Pieta Brown – Remember the Sun
The first thing you notice is the sound. Low rumbling guitar chords, sighing violin or viola, a pulsating, pounding drum beat. Pieta Brown, in partnership with guitarist Bo Ramsey, knows how to make records that breathe with emotional resonance.
Then there’s her singing. Over the course of four albums now, you can hear her getting more and more comfortable as a vocalist. She knows her limitations and where the notes are less likely to be hit straight on target. She has figured out how to work around this, how to use phrasing to enrich a simple melody.
Finally, there is the songwriting. Brown captures feelings through somewhat oblique and personal images combined with universal ideas.
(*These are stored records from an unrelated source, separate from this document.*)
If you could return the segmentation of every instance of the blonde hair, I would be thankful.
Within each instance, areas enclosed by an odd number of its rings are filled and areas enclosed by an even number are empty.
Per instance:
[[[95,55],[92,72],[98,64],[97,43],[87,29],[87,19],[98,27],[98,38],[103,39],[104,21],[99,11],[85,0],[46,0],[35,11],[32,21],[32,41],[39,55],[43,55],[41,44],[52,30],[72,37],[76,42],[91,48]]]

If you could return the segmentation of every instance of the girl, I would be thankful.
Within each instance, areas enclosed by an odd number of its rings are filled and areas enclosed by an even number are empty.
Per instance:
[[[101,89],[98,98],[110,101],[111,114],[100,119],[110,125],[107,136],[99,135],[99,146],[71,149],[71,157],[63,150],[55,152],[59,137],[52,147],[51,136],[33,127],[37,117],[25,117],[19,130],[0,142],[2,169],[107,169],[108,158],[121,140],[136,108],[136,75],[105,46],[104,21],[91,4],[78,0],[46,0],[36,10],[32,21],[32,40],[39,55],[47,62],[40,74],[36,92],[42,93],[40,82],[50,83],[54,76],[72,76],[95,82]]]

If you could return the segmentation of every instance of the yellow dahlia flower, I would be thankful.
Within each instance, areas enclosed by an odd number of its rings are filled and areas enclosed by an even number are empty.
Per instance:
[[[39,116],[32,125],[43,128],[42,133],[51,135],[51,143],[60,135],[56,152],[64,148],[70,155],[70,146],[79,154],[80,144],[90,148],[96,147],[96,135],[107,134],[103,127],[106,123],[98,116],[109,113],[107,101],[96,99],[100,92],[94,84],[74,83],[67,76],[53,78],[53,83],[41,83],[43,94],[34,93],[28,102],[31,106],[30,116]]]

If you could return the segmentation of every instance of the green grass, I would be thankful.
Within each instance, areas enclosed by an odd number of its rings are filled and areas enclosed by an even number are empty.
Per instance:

Thus we get the yearning of “West Monroe” for an escape from an all-too-familiar life; we are given the quiet contemplation of “Song For A Friend”, in which we can never tell whether the friend exists outside of her mind; and we are knocked down by the intense passions of “Sonic Boom” as Brown tries to figure out just what happened when she got that close.
Most of all, we are entranced by the absolutely perfect “In My Mind I Was Talkin’ To Loretta”. Here, as Ramsey plays a twangy guitar lick, we are set up to ponder the relationship of real life to that of song, and how much easier it is to listen to a wonderful old record than it is to contact an old friend.
Of course, the record just might offer more sense of connection. That’s a big part of the mystery of music, which Brown delivers here with greater clarity than she has to date.